Bernard and Martha_0013 (2)

I suppose what I’m really doing with my photos is documenting my life.  The old family pictures of relatives who died before I was even born remind me of where I came from,  and that I am a product of families that have been around for a long, long time.  All the photos taken after I was born chart the path of my life, both the good times and the bad.  (Note to self: home permanents are a really, really bad idea.)  Prominent people, of course, don’t have to document their lives, as others are happy to do it for them.  But for the rest of us, those who just muddle along doing ordinary things in ordinary ways, photographs work just fine.

Father’s Day Gifts

Like so many things in my life, Father’s Day has changed.  When I was a child, Father’s Day meant getting out my paper and crayons and making a home-made card for my father, to accompany the gift I had either made or purchased for a quarter at the local Ben Franklin store.  As I grew older, the cards and gifts I gave to my dad on Father’s Day became more sophisticated and expensive, but they were no more sincere than the clay ashtray I made for him two years after he gave up smoking. (I honestly don’t remember why that seemed like a good idea.)  And then came that afternoon in the grocery store five years ago when, out of sheer habit, I headed for the greeting card aisle to buy a Father’s Day card, before I suddenly and sadly realized that I no longer had either a father or a father-in-law to acknowledge with a card.
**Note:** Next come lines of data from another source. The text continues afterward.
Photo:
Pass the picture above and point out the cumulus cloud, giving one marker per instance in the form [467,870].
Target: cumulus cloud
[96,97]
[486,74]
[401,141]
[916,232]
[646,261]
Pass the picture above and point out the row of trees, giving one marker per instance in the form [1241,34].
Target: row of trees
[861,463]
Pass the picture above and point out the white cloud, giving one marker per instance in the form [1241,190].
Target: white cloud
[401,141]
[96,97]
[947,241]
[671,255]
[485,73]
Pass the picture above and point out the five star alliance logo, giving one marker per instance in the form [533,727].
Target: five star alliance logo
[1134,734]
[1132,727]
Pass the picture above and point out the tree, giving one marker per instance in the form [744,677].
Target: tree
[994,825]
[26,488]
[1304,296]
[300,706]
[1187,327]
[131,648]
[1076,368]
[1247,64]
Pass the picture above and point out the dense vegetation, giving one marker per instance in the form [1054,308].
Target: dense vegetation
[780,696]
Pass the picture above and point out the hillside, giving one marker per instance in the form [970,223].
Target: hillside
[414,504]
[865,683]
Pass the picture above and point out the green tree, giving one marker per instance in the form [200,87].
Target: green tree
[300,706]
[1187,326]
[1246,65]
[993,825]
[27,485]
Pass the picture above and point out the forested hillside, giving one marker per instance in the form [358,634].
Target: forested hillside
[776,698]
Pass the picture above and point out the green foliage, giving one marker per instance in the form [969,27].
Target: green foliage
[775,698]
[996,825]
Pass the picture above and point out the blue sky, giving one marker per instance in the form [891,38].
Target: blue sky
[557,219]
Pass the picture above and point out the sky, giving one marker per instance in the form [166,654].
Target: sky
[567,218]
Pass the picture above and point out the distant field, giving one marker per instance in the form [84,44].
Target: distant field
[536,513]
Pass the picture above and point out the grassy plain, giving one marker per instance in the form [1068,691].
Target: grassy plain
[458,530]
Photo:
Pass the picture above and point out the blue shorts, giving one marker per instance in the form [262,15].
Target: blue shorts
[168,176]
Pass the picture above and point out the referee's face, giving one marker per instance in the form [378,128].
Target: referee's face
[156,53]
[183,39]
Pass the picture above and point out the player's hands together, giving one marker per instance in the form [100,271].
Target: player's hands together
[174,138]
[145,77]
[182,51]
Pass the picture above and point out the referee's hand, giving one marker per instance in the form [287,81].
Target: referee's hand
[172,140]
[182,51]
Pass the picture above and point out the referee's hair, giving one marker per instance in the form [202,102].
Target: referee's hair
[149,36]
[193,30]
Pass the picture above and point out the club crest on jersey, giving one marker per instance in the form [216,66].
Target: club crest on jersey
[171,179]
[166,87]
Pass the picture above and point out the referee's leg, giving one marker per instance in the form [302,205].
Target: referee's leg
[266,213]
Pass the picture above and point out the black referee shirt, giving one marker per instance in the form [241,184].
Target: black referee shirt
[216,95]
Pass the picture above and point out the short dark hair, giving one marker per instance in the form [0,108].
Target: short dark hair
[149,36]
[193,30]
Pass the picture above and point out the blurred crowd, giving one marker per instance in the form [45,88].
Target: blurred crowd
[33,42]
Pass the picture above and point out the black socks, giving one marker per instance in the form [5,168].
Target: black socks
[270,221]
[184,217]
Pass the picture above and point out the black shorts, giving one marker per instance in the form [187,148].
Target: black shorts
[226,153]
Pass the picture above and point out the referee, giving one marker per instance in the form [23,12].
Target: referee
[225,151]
These days, my family’s Father’s Day celebrations are centered on my husband, who has been a father for almost thirty years now.  We usually meet at a restaurant of my husband’s choosing, since what he always wants most for Father’s Day is simply to spend time with his kids. (I try not to dwell on the fact that he always chooses to go out for a meal rather than have me cook it, as that could be a judgement on my cooking skills.)  It’s always a happy gathering, as we are fortunate to have wonderful relationships with our son and daughter and their significant others, and I know how lucky I am to have married a man who is not only a great husband, but a terrific father as well.

Still, there is always something a little bittersweet about Father’s Day.  Partly, it is the memories of the fathers that my husband and I have lost.  I don’t think we ever outgrow the desire to have a father in our lives, or ever stop missing them when they are gone.  All we can do is be grateful for the time we did have with them, the good memories, and the wisdom that they passed on when they shared the best of themselves with us.

Mom 1

And even as we are enjoying the company of our adult son and daughter, there is always a small part of us that remembers, and misses, the sweet years when they were growing up. I remember my toddler daughter running across the lawn to greet my husband when he came home from work, calling “Dee!  Dee!” as she ran.  (“Daddy” was still too hard for her to say.) And my husband still cherishes the framed, painted handprint my son made him in Sunday school class when he was just three years old.  Even though he always worked at a demanding, full-time job, my husband found time to be very active in our children’s lives, coaching their sports teams, advising them, playing games with them, and generally just being there whenever they needed him.

So, yes, Father’s Day is a bit more complicated now that I am in late middle age, but it is still a very good day.  It’s a time to remember and appreciate the father and father-in-law I had, to cherish the memories of my husband’s relationship with our kids while they were growing up, and to celebrate the family we are now.  Sometimes complicated is good.